International Testing Basics provides more information on how to test for data corruption and some of the terminology.

There is also the issue of characters showing up as boxes - Image. This is solved by installing the necessary fonts to display Unicode characters. For Windows XP, in the Regional and Language Options on the Language tab, both boxes must be checked for Supplemental language support and then the machine must be rebooted.

These are just some of the issues that must be considered when creating an internationalized product. Other issues like addresses and sorting must also be handled to have a product work as it should in other languages. If you would like to learn more, there are many resources available on the Internet; for instance, this excellent tutorial given by Addison Phillips.http://www.inter-locale.com/whitepaper/IUC-Intro-to-I18N-Tutorial.pdf


Nancy Carter is a software engineer for the Church.

Posted: Wed Jan 28, 2009 8:03 am
by WelchTC
This article just gives you a glimpse at how hard it can be to internationalize a program. Translation has similar challenges. As I'm involved with the Online Scriptures project, I've seen first hand the challenges in translating the scriptures in other languages. What makes it even more challenging is that languages are like living beings. They change. So meanings of words and phrases change over time. Also, certain worlds or concepts don't translate well.

Tom

Posted: Sun Feb 15, 2009 11:03 am
by sterlingb
tomw wrote:certain worlds or concepts don't translate well.

That would certainly make interstellar travel difficult.

I wonder if the church's means for handling i18n (you didn't mention different calendar types, but I'm sure you handle that too) is mature enough to contribute it? We have wiki's and such here, perhaps the church would also set up a read-only repository of source code it's willing to publicly release?
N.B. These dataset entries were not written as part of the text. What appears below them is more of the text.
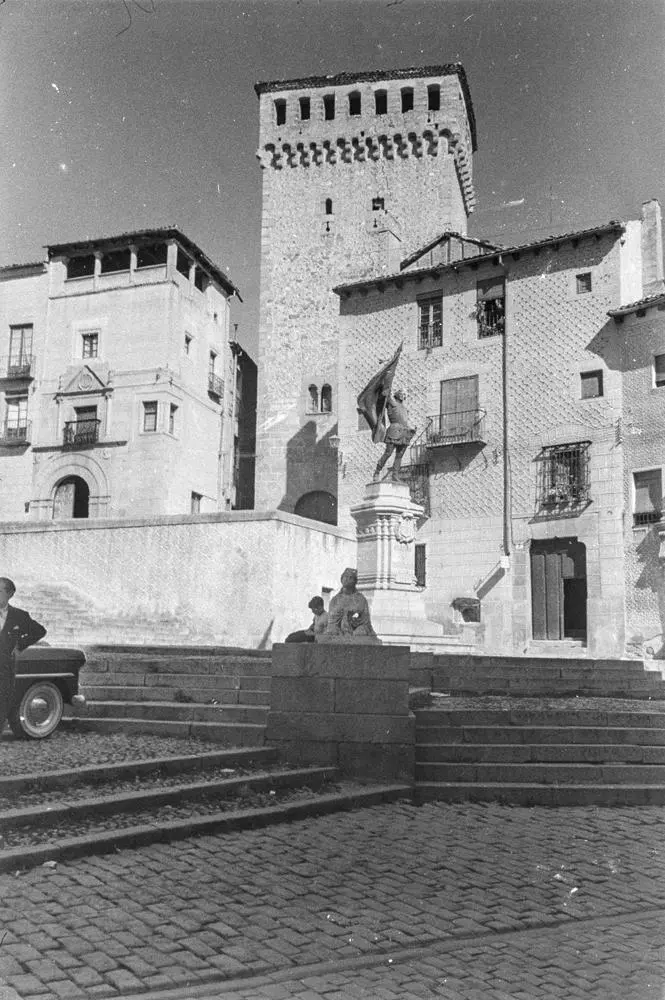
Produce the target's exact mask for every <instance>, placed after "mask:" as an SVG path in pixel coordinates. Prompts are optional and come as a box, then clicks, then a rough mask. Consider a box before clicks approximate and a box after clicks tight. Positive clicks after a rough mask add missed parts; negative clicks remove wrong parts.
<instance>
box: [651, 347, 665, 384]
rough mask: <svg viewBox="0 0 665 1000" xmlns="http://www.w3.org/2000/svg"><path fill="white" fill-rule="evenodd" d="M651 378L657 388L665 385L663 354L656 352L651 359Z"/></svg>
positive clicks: (664, 366)
mask: <svg viewBox="0 0 665 1000" xmlns="http://www.w3.org/2000/svg"><path fill="white" fill-rule="evenodd" d="M653 379H654V385H655V386H656V388H657V389H662V388H663V386H665V354H656V356H655V357H654V359H653Z"/></svg>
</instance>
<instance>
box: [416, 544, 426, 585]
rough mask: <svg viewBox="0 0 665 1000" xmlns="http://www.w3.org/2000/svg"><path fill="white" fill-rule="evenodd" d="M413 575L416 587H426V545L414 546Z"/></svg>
mask: <svg viewBox="0 0 665 1000" xmlns="http://www.w3.org/2000/svg"><path fill="white" fill-rule="evenodd" d="M414 575H415V578H416V587H426V586H427V546H426V545H416V546H415V565H414Z"/></svg>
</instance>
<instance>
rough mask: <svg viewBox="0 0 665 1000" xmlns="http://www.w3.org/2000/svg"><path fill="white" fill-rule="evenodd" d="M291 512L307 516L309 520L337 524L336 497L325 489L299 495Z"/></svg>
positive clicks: (336, 500)
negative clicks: (301, 494) (329, 492)
mask: <svg viewBox="0 0 665 1000" xmlns="http://www.w3.org/2000/svg"><path fill="white" fill-rule="evenodd" d="M293 513H294V514H299V515H300V517H308V518H309V519H310V521H323V523H324V524H337V497H334V496H333V495H332V493H327V492H326V491H325V490H312V492H311V493H304V494H303V495H302V496H301V497H300V500H298V503H297V504H296V506H295V509H294V511H293Z"/></svg>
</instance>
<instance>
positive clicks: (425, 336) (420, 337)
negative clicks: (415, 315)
mask: <svg viewBox="0 0 665 1000" xmlns="http://www.w3.org/2000/svg"><path fill="white" fill-rule="evenodd" d="M442 312H443V298H442V296H441V295H434V296H432V295H430V296H427V297H423V298H421V299H418V349H419V350H421V351H422V350H426V349H428V348H430V347H441V345H442V343H443V328H442V323H441V317H442Z"/></svg>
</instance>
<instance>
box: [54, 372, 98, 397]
mask: <svg viewBox="0 0 665 1000" xmlns="http://www.w3.org/2000/svg"><path fill="white" fill-rule="evenodd" d="M109 383H110V378H109V371H108V368H104V369H101V370H100V369H97V370H95V369H93V368H91V367H90V365H77V366H76V367H75V368H74V367H72V368H68V369H67V371H66V372H65V374H64V375H62V376H61V378H60V388H59V389H58V395H59V396H73V395H78V394H79V393H82V392H105V391H107V390H108V389H109Z"/></svg>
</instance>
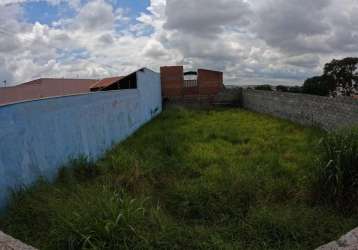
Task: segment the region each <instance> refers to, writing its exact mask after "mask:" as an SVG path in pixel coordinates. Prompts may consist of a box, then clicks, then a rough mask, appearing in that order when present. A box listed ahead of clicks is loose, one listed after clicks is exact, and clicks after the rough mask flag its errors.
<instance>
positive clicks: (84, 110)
mask: <svg viewBox="0 0 358 250" xmlns="http://www.w3.org/2000/svg"><path fill="white" fill-rule="evenodd" d="M137 80H138V82H137V86H138V88H137V89H129V90H118V91H108V92H96V93H89V94H83V95H74V96H65V97H57V98H48V99H42V100H36V101H28V102H22V103H18V104H11V105H5V106H1V107H0V176H1V178H0V207H4V205H6V200H7V198H8V196H9V189H11V188H18V187H19V186H23V185H28V184H31V183H32V182H34V181H35V180H37V179H38V178H39V176H43V177H45V178H48V179H51V178H53V177H54V176H55V175H56V173H57V170H58V168H59V167H60V166H61V165H62V164H64V163H66V162H67V161H68V160H69V159H70V158H71V157H76V156H79V155H86V156H88V157H90V158H97V157H99V156H100V155H101V154H102V153H104V152H105V150H107V149H108V148H109V147H111V145H112V144H113V143H118V142H120V141H121V140H123V139H125V138H126V137H128V136H129V135H130V134H132V133H133V132H134V131H136V130H137V129H138V128H139V127H140V126H141V125H143V124H144V123H146V122H148V121H149V120H151V119H152V118H153V117H154V116H155V115H157V114H159V113H160V112H161V108H162V107H161V87H160V76H159V74H157V73H154V72H151V71H143V72H138V75H137Z"/></svg>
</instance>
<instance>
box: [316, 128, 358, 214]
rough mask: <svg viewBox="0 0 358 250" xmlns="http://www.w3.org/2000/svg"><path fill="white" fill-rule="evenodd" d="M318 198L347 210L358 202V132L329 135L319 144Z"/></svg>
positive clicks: (333, 133) (355, 207) (341, 129)
mask: <svg viewBox="0 0 358 250" xmlns="http://www.w3.org/2000/svg"><path fill="white" fill-rule="evenodd" d="M318 164H319V165H318V172H317V179H318V182H317V189H318V195H319V198H320V199H322V200H324V201H326V202H329V203H331V204H333V205H334V206H336V207H338V208H341V209H344V208H347V209H353V208H356V204H357V202H358V128H350V129H341V130H338V131H334V132H331V133H329V134H327V135H326V136H325V137H324V138H323V139H322V140H321V143H320V151H319V163H318Z"/></svg>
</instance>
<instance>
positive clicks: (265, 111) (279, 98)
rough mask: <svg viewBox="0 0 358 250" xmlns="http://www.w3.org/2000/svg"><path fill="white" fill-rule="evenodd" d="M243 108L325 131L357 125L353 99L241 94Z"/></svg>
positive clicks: (270, 93) (255, 90) (301, 95)
mask: <svg viewBox="0 0 358 250" xmlns="http://www.w3.org/2000/svg"><path fill="white" fill-rule="evenodd" d="M241 99H242V101H241V102H242V106H243V107H244V108H247V109H249V110H252V111H256V112H260V113H266V114H270V115H273V116H277V117H281V118H284V119H288V120H291V121H293V122H297V123H300V124H302V125H308V126H318V127H321V128H323V129H326V130H331V129H335V128H339V127H346V126H351V125H355V124H357V125H358V101H357V100H355V99H351V98H344V97H339V98H328V97H322V96H314V95H305V94H294V93H286V92H271V91H260V90H242V94H241Z"/></svg>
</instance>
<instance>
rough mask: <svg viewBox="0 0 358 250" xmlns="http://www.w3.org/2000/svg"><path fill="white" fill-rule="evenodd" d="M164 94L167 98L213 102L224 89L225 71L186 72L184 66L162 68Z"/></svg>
mask: <svg viewBox="0 0 358 250" xmlns="http://www.w3.org/2000/svg"><path fill="white" fill-rule="evenodd" d="M160 77H161V84H162V95H163V98H164V99H165V100H169V101H178V100H189V99H190V100H193V101H194V100H198V99H200V100H203V99H206V100H208V101H209V102H212V100H213V99H214V97H215V96H216V95H217V94H218V93H219V92H220V91H221V90H222V89H223V87H224V85H223V73H222V72H219V71H213V70H206V69H198V71H197V72H193V71H190V72H184V68H183V66H165V67H161V68H160Z"/></svg>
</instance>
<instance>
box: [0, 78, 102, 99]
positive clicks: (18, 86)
mask: <svg viewBox="0 0 358 250" xmlns="http://www.w3.org/2000/svg"><path fill="white" fill-rule="evenodd" d="M97 81H98V80H92V79H61V78H60V79H56V78H40V79H37V80H33V81H30V82H26V83H23V84H20V85H17V86H12V87H4V88H0V105H3V104H8V103H14V102H21V101H29V100H35V99H41V98H46V97H54V96H64V95H73V94H81V93H87V92H89V90H90V86H92V85H93V84H95V83H96V82H97Z"/></svg>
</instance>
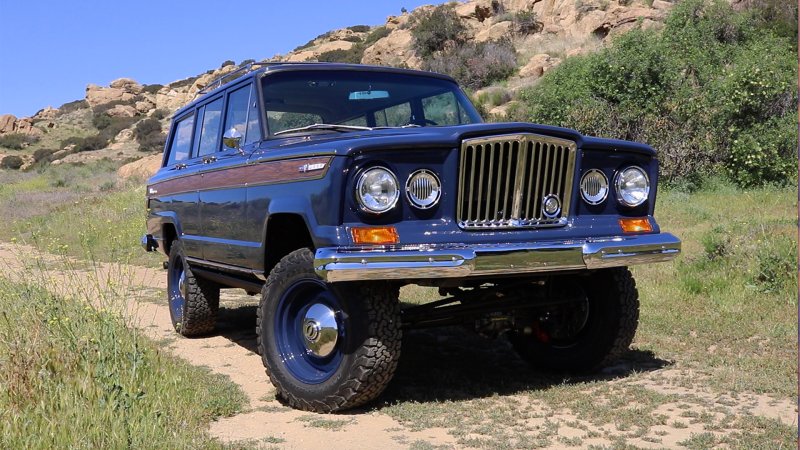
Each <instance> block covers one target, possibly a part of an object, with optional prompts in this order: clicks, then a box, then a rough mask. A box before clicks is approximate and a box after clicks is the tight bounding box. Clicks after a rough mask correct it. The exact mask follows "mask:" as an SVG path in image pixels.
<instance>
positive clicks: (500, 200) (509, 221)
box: [457, 133, 577, 229]
mask: <svg viewBox="0 0 800 450" xmlns="http://www.w3.org/2000/svg"><path fill="white" fill-rule="evenodd" d="M576 149H577V146H576V145H575V143H574V142H572V141H568V140H565V139H558V138H553V137H548V136H541V135H538V134H531V133H522V134H513V135H503V136H491V137H484V138H476V139H467V140H464V142H463V143H462V144H461V157H460V163H459V176H458V186H459V191H458V211H457V215H458V224H459V226H460V227H461V228H465V229H483V228H526V227H545V226H560V225H564V224H566V222H567V217H568V214H569V208H570V202H571V200H572V180H573V177H574V175H575V154H576ZM551 196H555V197H556V198H557V199H558V201H559V202H560V209H559V210H558V211H556V212H555V213H553V211H551V212H550V213H549V214H546V213H545V211H544V210H543V203H544V201H545V199H547V198H549V197H551ZM551 204H552V202H551Z"/></svg>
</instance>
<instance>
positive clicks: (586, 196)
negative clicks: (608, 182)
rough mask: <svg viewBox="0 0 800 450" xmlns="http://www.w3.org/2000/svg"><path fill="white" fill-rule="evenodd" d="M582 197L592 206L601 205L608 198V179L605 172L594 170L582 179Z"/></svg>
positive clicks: (588, 173)
mask: <svg viewBox="0 0 800 450" xmlns="http://www.w3.org/2000/svg"><path fill="white" fill-rule="evenodd" d="M581 197H582V198H583V201H585V202H586V203H588V204H590V205H599V204H600V203H603V202H604V201H606V197H608V178H606V174H604V173H603V172H601V171H599V170H597V169H592V170H589V171H587V172H586V173H584V174H583V177H581Z"/></svg>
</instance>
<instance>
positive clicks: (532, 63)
mask: <svg viewBox="0 0 800 450" xmlns="http://www.w3.org/2000/svg"><path fill="white" fill-rule="evenodd" d="M560 63H561V59H560V58H554V57H552V56H550V55H548V54H547V53H540V54H538V55H534V56H533V57H532V58H531V59H530V60H529V61H528V62H527V64H525V65H524V66H522V68H521V69H520V70H519V76H520V77H522V78H533V79H536V78H539V77H541V76H542V75H543V74H544V73H545V72H547V71H548V70H550V69H552V68H553V67H555V66H557V65H558V64H560Z"/></svg>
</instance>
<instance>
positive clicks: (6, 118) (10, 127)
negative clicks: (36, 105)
mask: <svg viewBox="0 0 800 450" xmlns="http://www.w3.org/2000/svg"><path fill="white" fill-rule="evenodd" d="M16 123H17V117H16V116H15V115H13V114H3V115H2V116H0V134H4V133H13V132H14V125H15V124H16Z"/></svg>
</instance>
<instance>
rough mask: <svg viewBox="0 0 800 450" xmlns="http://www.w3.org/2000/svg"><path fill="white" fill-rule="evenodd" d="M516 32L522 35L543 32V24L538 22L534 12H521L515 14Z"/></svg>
mask: <svg viewBox="0 0 800 450" xmlns="http://www.w3.org/2000/svg"><path fill="white" fill-rule="evenodd" d="M513 22H514V31H516V32H517V33H520V34H533V33H538V32H539V31H541V30H542V23H541V22H539V21H537V20H536V13H535V12H533V11H520V12H518V13H516V14H514V18H513Z"/></svg>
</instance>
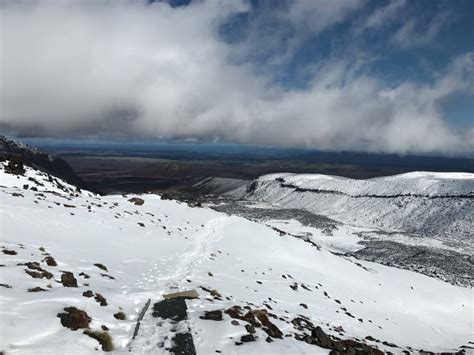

Posted: Mon Feb 16, 2009 8:57 am
by WelchTC
sterlingb wrote:That would certainly make interstellar travel difficult.
ha...whoops. Live long and prosper and may the force be with you. ;)
I wonder if the church's means for handling i18n (you didn't mention different calendar types, but I'm sure you handle that too) is mature enough to contribute it? We have wiki's and such here, perhaps the church would also set up a read-only repository of source code it's willing to publicly release?
We are moving more this direction each day. Keep your eyes on the wiki as we announce more source code that is available and more projects we want help with.

Tom